ELTiverse

Search Terms

Search for ELT terms and concepts

Performance Assessment

Assessment

Performance assessment requires learners to do something — speak, write, demonstrate, create — rather than select from pre-determined options. The response is constructed, not chosen, and is evaluated against criteria defined in a rubric or rating scale.

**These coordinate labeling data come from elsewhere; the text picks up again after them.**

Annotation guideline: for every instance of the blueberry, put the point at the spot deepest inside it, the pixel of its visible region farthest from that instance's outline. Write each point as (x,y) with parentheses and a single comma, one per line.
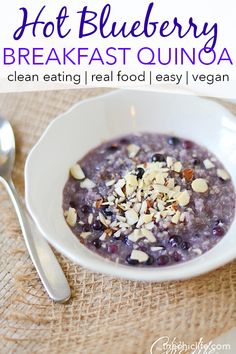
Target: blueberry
(173,141)
(150,260)
(86,227)
(124,141)
(218,222)
(73,204)
(131,261)
(196,162)
(176,256)
(175,240)
(112,248)
(158,158)
(218,231)
(187,144)
(97,225)
(97,243)
(185,246)
(163,260)
(139,172)
(85,209)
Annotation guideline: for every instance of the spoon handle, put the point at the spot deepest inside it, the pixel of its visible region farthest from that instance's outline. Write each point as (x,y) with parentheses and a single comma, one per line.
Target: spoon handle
(41,254)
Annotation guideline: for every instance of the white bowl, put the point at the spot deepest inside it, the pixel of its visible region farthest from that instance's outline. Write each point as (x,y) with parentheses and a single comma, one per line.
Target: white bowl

In language testing, performance assessment is most obviously relevant to productive skills (speaking and writing), but it extends to any task where the learner must generate language to accomplish a communicative purpose: summarising a text, participating in a group discussion, giving instructions, writing a formal complaint.

Characteristics

FeatureDescription
Constructed responseLearners produce language rather than recognise correct answers
Criteria-based scoringJudged by trained raters using band descriptors, not answer keys
Extended performanceTasks are longer and more complex than discrete-point items
Skill integrationOften involves reading-into-writing, listening-into-speaking
Direct measurementTests the skill itself, not a proxy (e.g., testing writing by having learners write)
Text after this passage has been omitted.